Allahu Akbar, Allahu Akbar – e agora, quando corre o século X, já os fiéis ocupam cada centímetro da mesquita, uns 40 mil (entre uma população a rondar o milhão de habitantes), tantos que ultrapassavam o número de residentes em grandes metrópoles dos nossos dias, como Londres e Paris, tantos que enchiam o Patio dos Naranjos como um ovo.
O murmúrio do rio
O perfume inunda a atmosfera, um inebriante odor a flor de laranjeira que me persegue enquanto cruzo, ainda ébrio de tão eloquente visão proporcionada pela mesquita, o Patio de los Naranjos, onde Averroes (latinização do nome árabe Abu-I-Walid Muhammad ibn Muhammad ibn Rushd), dava as suas aulas de filosofia com a mesma facilidade com que dominava áreas como as leis islâmicas, a astronomia, a medicina e as matemáticas.
Por momentos, estando tão próximo, num lugar que o poeta Ricardo Molina descreveu como «ilha de sombra, de silêncio e perfume», parece que escuto o murmúrio do Guadalquivir ou mesmo as palavras de Frederico García Llorca.
Um peixe sozinho na água
Que as duas Córdovas junta:
Branda Córdova de juncos.
Córdova de arquitectura.
Moços de cara impassível
na margem põem-se nus,
aprendizes de Tobias,
e Merlins pela cintura,
para aborrecer o peixe
em irónica pergunta,
se deseja flores de vinho
ou saltos de meia lua.
E o peixe que doura a água
e os mármores enluta
dá-lhes lição e equilíbrio
de solitária coluna.
O Arcanjo arabizado
de lantejoulas escuras
entre o comício das ondas
rumor e berço procura.
Um peixe sozinho na água
Duas Córdovas de formosura.
Córdova quebrada em jorros.
Celeste Córdova enxuta.
Em Córdova, após muitas discussões, o ano de 1523 ficará para sempre intimamente ligado ao início das obras da catedral cristã, Património Mundial da Humanidade desde 1984 – e só mesmo uma cidade habituada à diversidade cultural poderia aceitar a amálgama artística com que presenteia os seus habitantes, com a particularidade de, com os seus quase 23 mil metros quadrados, apenas ser superada pela mesquita de Meca.
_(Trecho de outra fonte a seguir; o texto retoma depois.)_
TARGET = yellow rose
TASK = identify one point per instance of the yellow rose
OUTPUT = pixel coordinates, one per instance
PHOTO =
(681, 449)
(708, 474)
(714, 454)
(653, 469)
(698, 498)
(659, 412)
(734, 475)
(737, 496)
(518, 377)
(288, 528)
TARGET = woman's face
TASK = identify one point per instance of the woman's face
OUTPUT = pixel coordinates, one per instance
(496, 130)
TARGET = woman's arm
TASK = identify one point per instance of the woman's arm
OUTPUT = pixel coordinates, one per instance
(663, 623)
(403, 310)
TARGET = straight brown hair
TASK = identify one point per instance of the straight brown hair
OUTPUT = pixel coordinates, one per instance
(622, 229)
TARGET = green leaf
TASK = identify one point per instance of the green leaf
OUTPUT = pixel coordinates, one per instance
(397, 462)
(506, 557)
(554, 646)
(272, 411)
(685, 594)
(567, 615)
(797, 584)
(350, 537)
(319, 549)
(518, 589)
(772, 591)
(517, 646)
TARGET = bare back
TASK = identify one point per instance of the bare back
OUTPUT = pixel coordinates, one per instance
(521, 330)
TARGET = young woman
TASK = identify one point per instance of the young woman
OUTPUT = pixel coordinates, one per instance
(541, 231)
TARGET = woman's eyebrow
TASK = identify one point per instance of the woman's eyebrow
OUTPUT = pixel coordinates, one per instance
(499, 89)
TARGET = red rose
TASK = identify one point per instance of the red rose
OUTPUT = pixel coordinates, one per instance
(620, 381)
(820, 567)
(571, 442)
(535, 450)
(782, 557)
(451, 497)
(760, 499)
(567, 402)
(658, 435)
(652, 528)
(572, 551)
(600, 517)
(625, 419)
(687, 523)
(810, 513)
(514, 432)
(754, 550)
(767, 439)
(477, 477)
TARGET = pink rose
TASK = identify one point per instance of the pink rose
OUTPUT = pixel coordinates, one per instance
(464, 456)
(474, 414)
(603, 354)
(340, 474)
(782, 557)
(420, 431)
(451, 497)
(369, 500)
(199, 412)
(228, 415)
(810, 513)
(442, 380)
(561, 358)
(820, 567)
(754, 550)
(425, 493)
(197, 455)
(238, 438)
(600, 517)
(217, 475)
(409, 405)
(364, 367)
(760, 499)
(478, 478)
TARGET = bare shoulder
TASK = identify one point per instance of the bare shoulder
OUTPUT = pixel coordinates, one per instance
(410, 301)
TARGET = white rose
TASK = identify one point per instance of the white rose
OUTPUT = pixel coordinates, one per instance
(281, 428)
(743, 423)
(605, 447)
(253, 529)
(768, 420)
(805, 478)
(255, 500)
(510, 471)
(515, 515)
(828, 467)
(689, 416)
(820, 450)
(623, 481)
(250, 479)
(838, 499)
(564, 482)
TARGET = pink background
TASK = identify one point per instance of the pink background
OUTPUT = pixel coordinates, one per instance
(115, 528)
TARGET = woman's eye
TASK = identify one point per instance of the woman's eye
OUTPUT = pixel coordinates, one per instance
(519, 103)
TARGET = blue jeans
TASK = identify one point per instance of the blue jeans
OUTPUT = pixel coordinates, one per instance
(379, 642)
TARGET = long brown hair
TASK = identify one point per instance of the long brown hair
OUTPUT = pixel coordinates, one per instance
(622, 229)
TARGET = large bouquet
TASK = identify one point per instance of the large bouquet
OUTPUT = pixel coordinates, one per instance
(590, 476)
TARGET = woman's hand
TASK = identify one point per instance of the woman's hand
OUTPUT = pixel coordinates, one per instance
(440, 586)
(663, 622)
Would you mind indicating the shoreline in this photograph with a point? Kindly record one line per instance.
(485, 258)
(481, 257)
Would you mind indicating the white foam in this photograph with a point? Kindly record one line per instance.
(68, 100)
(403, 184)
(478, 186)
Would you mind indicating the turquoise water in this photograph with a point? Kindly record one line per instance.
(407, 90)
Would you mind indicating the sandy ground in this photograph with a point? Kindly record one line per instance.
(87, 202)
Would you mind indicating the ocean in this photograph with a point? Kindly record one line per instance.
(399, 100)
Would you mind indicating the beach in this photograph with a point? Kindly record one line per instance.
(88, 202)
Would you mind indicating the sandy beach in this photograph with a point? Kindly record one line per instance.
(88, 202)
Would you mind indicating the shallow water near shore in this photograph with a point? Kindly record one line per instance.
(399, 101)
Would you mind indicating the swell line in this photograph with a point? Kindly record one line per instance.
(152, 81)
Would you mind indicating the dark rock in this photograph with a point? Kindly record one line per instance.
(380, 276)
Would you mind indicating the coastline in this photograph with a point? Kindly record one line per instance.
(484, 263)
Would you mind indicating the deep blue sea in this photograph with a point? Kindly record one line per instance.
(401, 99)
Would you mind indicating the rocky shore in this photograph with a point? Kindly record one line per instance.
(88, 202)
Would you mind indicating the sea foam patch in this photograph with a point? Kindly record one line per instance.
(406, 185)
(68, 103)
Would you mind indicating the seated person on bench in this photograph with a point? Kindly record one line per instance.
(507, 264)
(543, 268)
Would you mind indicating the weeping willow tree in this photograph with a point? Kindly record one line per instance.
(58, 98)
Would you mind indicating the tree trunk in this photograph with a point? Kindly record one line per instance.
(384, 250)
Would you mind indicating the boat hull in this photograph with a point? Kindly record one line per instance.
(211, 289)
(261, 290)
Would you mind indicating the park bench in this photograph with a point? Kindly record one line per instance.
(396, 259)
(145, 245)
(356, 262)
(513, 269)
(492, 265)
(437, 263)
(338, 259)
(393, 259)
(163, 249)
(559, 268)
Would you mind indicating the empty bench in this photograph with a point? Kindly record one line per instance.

A meia dúzia de passos da catedral, qual espectro que simboliza o encontro do Cristianismo com o Islão, está a Juderia, com a sua sinagoga e as suas ruas e vielas de inspiração andaluza, o seu traçado irregular e ziguezagueante, mais os seus pátios onde borbulha a água das suas fontes seculares, abraçadas por limoeiros, por jasmins e roseirais tão perfumados, a tão curta distância do Alcázar dos Reis Católicos, inspiradores, serenos e exemplo de sentido de estética.
Fundado em 1328 por Alfonso XI, foi testemunha, no interior dos seus muros, de uma entrevista, em 1486, entre os Reis Católicos e Cristóvão Colombo (em busca de fundos para partir à descoberta do Mundo Novo) mas também de intrigas da Inquisição, que teve neste palco a sua sede até aos primeiros anos do século XIX.
Com a partida dos árabes, coube aos cristãos a decisão de abrirem os pátios às ruas, como símbolos de hospitalidade e integração. Nos pátios, as famílias recebiam os seus convidados e, quando os comensais entravam pela primeira vez nas casas, eram acolhidos com um copo de leite, representando a pureza de sentimentos, e com tâmaras, símbolo de ajuda aos amigos.